Extended Data Fig. 5. Attention heatmaps of TITAN.

Exemplar attention heatmaps for three Transformer attention heads of TITAN (head #4, #10, #11) are shown across three different TCGA WSIs. Out of the 12 attention heads, we find that most attention heads focus on dense tumor regions, with certain attention heads such as head #10 focusing on tumor-adjacent stroma and head #11 focusing on non-tumor areas.

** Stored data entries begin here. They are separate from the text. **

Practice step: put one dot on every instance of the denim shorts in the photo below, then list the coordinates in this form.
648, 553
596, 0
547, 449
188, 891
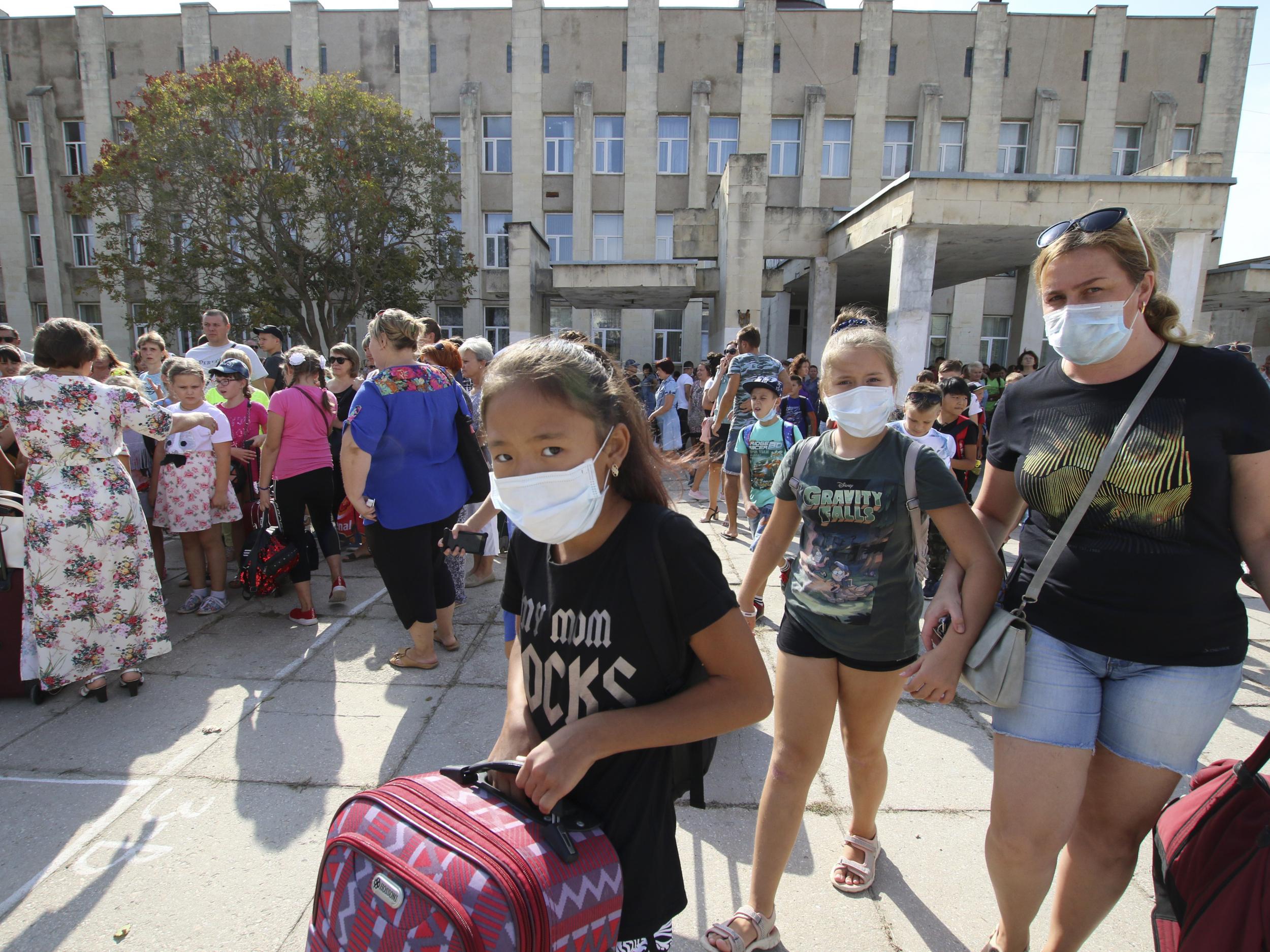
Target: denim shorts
1156, 715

Across different cancer types, while head #11 attends to tissue-specific morphologies such as peritumoral stroma in the thymoma WSI and the tumor-adjacent stroma and ducts in the BRCA WSI, we do observe that general morphological patterns such as tumor/non-tumor are conserved across tissue types.

Extended Data Fig. 6. Ablation experiments on different learning paradigms.

Change in balanced accuracy performance for several learning paradigms on four subtyping tasks with respect to the linear probe. The baselines include mean pooling, ABMIL, linear probe, and finetuned from pretrained or randomly initialized weights. The number under each task name indicates the linear probe performance. TITAN-L represents the variation of TITAN without vision-pretraining. For mean pooling and ABMIL, we use the respective patch encoder for each framework, as specified under each slide encoder name. Finetuning results are not provided for PRISM, as the finetuning recipes were not available.

Extended Data Fig. 7. Examples of generated reports.

TCGA examples of generated reports of TITAN and PRISM, with the corresponding clinical reports.

Extended Data Fig. 8. Rare cancer retrieval with TITAN.

(a)–(c) Examples of slide retrieval on Rare-Cancer. The number for each retrieved slide represents the cosine similarity between the query and the retrieved slide. The retrieved slides with high similarity are either of the same diagnostic label or from the same organ as the query slide. (a) Thyroid (THFO) query (b) Pleura (PLBMESO) query (c) Adrenal gland (ACC) query.